Keywords: eating disorder, estradiol, progesterone, reproductive hormone, review, testosterone

Knowledge of the factors that play a role in the development and maintenance of eating disorders has grown substantially over the past two decades. Eating disorders are typically conceptualized as biopsychosocial disorders – culminating from biological, psychological and cultural risk factors. However, despite our increased knowledge of the vulnerability factors for eating disorders, much is still unknown about their pathophysiology. Given the increased incidence of eating disorders associated with times of reproductive axis change, such as puberty, reproductive hormones represent a potential endocrine candidate in the pathophysiology of eating disorders.

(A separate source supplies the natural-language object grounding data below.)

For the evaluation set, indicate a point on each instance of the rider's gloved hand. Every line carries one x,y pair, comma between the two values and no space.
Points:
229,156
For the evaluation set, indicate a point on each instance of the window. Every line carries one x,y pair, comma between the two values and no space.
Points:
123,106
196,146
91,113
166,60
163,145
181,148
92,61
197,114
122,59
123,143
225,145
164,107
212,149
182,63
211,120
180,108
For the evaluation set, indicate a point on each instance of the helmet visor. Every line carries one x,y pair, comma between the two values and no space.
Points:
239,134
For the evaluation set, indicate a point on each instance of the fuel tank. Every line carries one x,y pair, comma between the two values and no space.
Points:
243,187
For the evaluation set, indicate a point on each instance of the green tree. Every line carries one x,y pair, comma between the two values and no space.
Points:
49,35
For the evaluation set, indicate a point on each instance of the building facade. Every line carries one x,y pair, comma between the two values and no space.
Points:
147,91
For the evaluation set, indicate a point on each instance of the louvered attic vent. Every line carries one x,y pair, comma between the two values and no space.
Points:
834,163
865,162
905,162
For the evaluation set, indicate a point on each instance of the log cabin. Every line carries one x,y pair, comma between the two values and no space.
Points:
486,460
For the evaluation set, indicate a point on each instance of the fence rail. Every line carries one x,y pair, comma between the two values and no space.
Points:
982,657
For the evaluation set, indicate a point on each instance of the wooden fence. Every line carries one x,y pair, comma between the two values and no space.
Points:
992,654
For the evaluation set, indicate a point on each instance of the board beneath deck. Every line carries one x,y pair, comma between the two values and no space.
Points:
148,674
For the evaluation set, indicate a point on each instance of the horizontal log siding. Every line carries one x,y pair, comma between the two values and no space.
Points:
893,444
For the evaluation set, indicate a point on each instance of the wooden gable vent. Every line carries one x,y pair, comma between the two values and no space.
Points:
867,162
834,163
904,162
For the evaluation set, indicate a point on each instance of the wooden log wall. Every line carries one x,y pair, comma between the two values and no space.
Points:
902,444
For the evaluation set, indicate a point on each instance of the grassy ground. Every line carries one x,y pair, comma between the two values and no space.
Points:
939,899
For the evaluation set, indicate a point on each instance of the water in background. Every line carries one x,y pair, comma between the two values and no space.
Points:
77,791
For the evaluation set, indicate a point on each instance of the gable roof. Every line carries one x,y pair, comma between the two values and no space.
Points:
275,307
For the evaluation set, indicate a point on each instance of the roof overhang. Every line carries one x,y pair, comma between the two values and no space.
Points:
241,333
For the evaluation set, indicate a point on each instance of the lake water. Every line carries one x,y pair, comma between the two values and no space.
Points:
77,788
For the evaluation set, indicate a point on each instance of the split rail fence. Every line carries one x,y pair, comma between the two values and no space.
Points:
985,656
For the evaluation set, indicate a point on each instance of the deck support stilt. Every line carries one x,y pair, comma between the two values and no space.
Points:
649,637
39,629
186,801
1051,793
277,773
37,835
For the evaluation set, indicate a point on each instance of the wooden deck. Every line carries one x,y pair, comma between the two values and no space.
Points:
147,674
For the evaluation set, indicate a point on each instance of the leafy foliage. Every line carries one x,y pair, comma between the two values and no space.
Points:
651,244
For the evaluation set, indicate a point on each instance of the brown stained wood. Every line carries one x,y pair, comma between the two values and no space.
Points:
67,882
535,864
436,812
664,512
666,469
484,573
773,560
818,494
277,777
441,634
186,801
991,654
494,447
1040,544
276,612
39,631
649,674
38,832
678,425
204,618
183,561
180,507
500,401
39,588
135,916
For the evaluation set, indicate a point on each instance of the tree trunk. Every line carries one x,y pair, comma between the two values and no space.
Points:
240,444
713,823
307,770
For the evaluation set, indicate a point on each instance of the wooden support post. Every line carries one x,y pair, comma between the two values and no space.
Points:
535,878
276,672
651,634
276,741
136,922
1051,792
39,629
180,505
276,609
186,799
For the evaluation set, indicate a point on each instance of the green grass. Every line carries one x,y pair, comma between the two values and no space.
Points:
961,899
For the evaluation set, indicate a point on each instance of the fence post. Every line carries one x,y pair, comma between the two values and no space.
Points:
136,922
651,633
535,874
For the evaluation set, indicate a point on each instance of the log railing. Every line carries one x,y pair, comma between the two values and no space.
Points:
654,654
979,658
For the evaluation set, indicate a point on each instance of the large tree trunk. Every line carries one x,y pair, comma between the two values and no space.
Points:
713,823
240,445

This article will provide a summary of reports addressing the association between reproductive hormones and eating disorders and their symptomatology. Reproductive hormones can influence behavior in two ways. First, these hormones can act in an organizational manner. During development, exposure to gonadal steroids organizes neural circuits to behave in a specific fashion. These effects are generally permanent, do not require the presence of the hormone to persist and often occur prenatally. Second, gonadal steroids can act in an activational manner. These effects are transient or reversible in nature and require the presence of the hormone. Initial findings suggest that reproductive hormones may influence eating disorder symptoms both in an organizational and activational manner. In this review, the authors comprehensively summarize these findings. The authors begin by providing readers with a brief summary of eating disorders and the menstrual cycle. Second, the authors provide an overview of the role of reproductive hormones in eating behavior in general (Box 1). The reports addressing the association between reproductive hormones and eating disorders are discussed, specifically highlighting the role of estradiol, progesterone and testosterone. The authors focus a majority of their discussion on women, as minimal research has addressed the association between reproductive hormones and eating disorders in men.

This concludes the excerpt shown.